Zuerst war ich ziemlich verärgert, daß er das Tableau gebrochen hatte. Ich hatte eine Ewigkeit gebraucht, um ihn im Netz der Schwingungslinien so zu postieren, wie ich ihn haben wollte. Nachdem ich ihm den Teller abgenommen hatte, drehte er sich zwar wieder in die Ursprungsposition zurück, aber ich war irgendwie empört darüber, welche Freiheiten sich das Haussystem mit meiner Installation herausnahm. Natürlich hatte ich das selber so eingestellt, trotzdem erschien es mir ungehörig. Hoffentlich war die Nachricht zumindest die Unterbrechung wert. Ich warf einen Blick auf den Zettel.
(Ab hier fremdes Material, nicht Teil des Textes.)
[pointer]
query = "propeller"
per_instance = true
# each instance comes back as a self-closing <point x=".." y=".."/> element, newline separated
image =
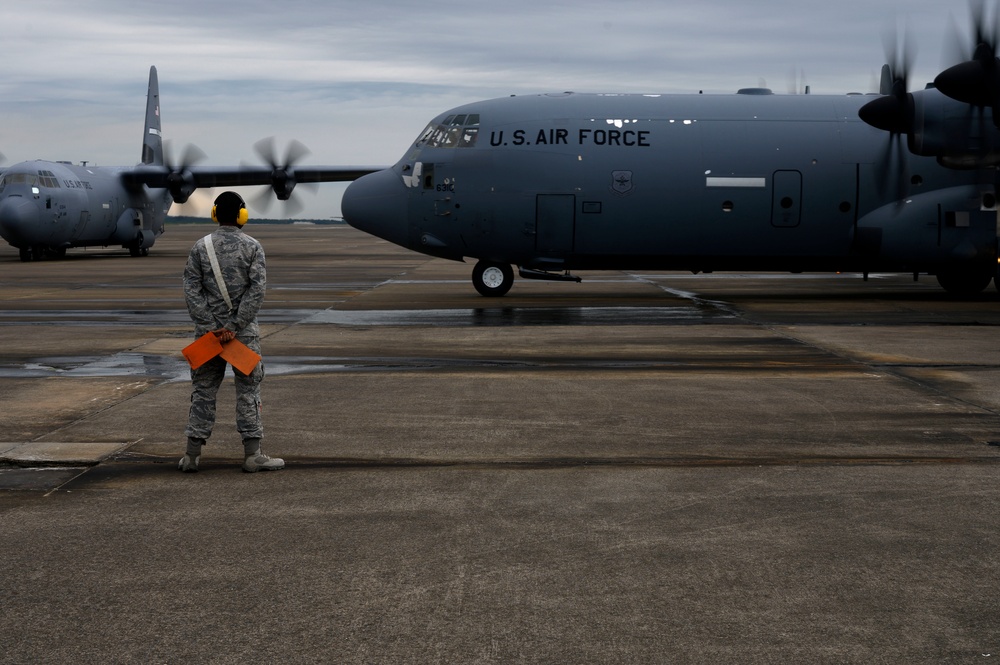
<point x="180" y="182"/>
<point x="283" y="180"/>
<point x="893" y="112"/>
<point x="976" y="80"/>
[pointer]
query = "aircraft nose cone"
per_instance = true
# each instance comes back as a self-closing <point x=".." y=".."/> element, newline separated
<point x="18" y="221"/>
<point x="376" y="204"/>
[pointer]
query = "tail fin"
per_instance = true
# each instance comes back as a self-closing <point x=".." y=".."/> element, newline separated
<point x="152" y="142"/>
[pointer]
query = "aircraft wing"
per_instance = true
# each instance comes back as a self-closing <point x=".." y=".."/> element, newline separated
<point x="183" y="181"/>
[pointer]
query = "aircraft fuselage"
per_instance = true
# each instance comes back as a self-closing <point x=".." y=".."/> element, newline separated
<point x="51" y="206"/>
<point x="693" y="182"/>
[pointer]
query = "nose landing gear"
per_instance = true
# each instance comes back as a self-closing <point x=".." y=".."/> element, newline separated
<point x="492" y="279"/>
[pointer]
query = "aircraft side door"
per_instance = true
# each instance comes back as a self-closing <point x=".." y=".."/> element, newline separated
<point x="555" y="223"/>
<point x="786" y="199"/>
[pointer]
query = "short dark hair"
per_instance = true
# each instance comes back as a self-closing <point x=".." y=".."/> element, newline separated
<point x="227" y="207"/>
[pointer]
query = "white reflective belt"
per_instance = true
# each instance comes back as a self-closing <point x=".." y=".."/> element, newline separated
<point x="210" y="249"/>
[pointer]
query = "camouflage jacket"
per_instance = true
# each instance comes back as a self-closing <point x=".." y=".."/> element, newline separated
<point x="241" y="259"/>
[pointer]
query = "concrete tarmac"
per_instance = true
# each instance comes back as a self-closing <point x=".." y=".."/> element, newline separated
<point x="655" y="467"/>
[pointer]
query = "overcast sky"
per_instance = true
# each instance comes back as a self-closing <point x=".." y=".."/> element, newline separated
<point x="356" y="81"/>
In schnörkellosen Buchstaben stand darauf geschrieben: „ delta T über 3 Stunden: + 4,4 °C ".
Natürlich wachte ich sofort auf.

Ich hatte der Installation „Drei Anfänge" eigentlich den gesamten Schlaf dieser Nacht widmen wollen. Traumarbeiten fallen bei mir selten an; das Arbeiten an Entwürfen im Schlaf eignet sich viel eher für rein optische Objekte als für mein spezielles Gebiet. In diesem Fall war ich ein Risiko eingegangen und hatte meine nicht sehr ausgeprägten visuellen Fähigkeiten mit in die Waagschale geworfen, um eine echte Synästhesie-Skulptur zu schaffen. Das Bild des indianischen Mythos von Kojote, Eule, und Seele, die mit ihrem Gesang zusammen die Welt aus dem Nichts erschaffen, gefiel mir sehr. Aber das würde jetzt warten müssen.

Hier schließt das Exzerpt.